Photo: Pexels

We don’t know the full extent of how long or how deadly this virus will be. So, should we be stocking our houses up with months or years worth of food? Before we panic, let’s look at what we do know about the Irish food supply chain.

Since the spread of the coronavirus to Europe, our supermarket chains have repeatedly told us that their supply lines are robust and they can continue to restock shelves, despite a massive surge in sales. Given that there are frequently supply issues around the world (due to war, natural disasters, trade wars, sanctions, droughts, crop failures etc), supermarkets are adept at finding alternative sources of supply. They are pros at this and have been for many decades. It is worth noting that typically prices of hard-to-obtain foods typically go up.

Politicians and health officials keep reminding us that panic-buying is not necessary and is counterproductive. That hasn’t stopped people though. Some supermarkets in Ireland have been forced to implement ad-hoc purchase limitations on many items and the panic has risen to a point where the Gardai have been sent in, to police some retail outlets. As Leo Varadkar said, “fear is a virus in itself”.

In a recent episode on Covid-19 by the BBC food programme, the underlying message from a British politician is, again, that there is loads of food for everyone – if we all play fair and don’t stockpile like maniacs. This from a country that imports 50% of its food and now lacks the support of the EU.

Then there’s Ireland. According to the Global Food Security Index (GFSI) Ireland is the second-most food-secure nation in the world, behind Singapore. In 2019, www.worldatlas.com had this to say:

“Ireland produces a vast majority of what it consumes. The secret to feeding its population lies in the adoption of technology in food production, the diversification of agriculture, an established network of food distribution, and an improving per capita income. Large-scale production ensures efficiency and sustainability in the agricultural sector while sufficient rainfall all year round promotes consistent use of available land”.

See Full Article Here

We are a world powerhouse of dairy produce and beef (the world’s fifth-biggest beef producer) and have huge industries built around pigs, sheep and chicken too. We can grow a vast range of fruit, vegetables and cereals and still use relatively natural farming methods.

The Department of Agriculture recently released this statement:

“There is no reason for consumers to be concerned about continuity of supply of Irish food and drinks.  Senior Department officials met Food Drink Ireland on Wednesday (11 March 2020) to discuss contingency planning for the food processing sector.  Food processors, along with all other businesses and employers, are implementing business continuity plans to deal with possible disruption. There are no food safety implications arising from Covid-19, and there is no evidence that the virus can be spread through food products”.

See Full Statement here.

Sadly, our restaurants, cafes and pubs are taking a massive kicking at the moment, and of course, the food suppliers that deliver to them. Supermarkets and delivery services are, however, booming. We can only hope that they are protecting their hard-working staff and paying them appropriately. Online food suppliers like Amazon (yes, food is a big part of what Amazon does these days), Tesco Online and in the US, Walmart are all totally overwhelmed and have months of backlog, so are best avoided.

Photo: Pexels

In short. There is no need to worry about the supply of food in this country. We’ve gotten through much worse in the past and this time we are wholly prepared. Let’s take comfort in the fact that (in Western nations especially), government policy, agri-tech and food processing technology have spent since WW 2 ensuring that mass famine will never happen again. If the global population keeps growing the way it is, that’s a whole different matter.

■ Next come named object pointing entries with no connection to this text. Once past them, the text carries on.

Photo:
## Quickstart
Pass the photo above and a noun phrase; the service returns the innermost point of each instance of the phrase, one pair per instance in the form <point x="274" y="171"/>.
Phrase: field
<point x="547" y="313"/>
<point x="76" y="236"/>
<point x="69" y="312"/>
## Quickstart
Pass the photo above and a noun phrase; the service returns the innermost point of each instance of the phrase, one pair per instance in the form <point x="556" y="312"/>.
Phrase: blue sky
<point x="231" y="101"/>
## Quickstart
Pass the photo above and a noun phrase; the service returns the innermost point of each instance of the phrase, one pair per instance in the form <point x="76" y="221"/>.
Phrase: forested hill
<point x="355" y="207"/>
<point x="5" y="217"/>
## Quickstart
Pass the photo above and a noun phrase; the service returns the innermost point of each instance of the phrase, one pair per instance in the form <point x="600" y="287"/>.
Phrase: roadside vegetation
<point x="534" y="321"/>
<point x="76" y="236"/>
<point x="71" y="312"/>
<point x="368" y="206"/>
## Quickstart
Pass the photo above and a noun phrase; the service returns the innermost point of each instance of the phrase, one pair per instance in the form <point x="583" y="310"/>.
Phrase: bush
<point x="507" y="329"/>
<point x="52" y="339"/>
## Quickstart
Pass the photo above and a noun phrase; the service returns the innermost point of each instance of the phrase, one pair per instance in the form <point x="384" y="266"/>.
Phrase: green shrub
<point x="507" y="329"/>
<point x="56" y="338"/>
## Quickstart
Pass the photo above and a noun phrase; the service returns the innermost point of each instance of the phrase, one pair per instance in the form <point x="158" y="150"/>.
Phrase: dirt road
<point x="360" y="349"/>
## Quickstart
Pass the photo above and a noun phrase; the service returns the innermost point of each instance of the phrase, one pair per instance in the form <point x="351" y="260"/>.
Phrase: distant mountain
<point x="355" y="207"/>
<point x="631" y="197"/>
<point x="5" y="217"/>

Now more than ever, in Ireland, we should be supporting local food producers and eating as healthily and sustainably as we can. And after all of this dies down, let us try and make these permanent habits.

PS. Also. Give some thought to eating less meat. Think about it – Foot and Mouth Disease, BSE and CJD, Swine Flu, Avian Bird Flu, Bovine TB, E Coli, MRSA, Campylobacter, Salmonella – all of these kinds of diseases thrive on the fact that we farm and consume so many animals. They cause widespread economic damage, the unnecessary slaughter of animals and untold human sickness. There’s a very quick and easy way to make them all go away.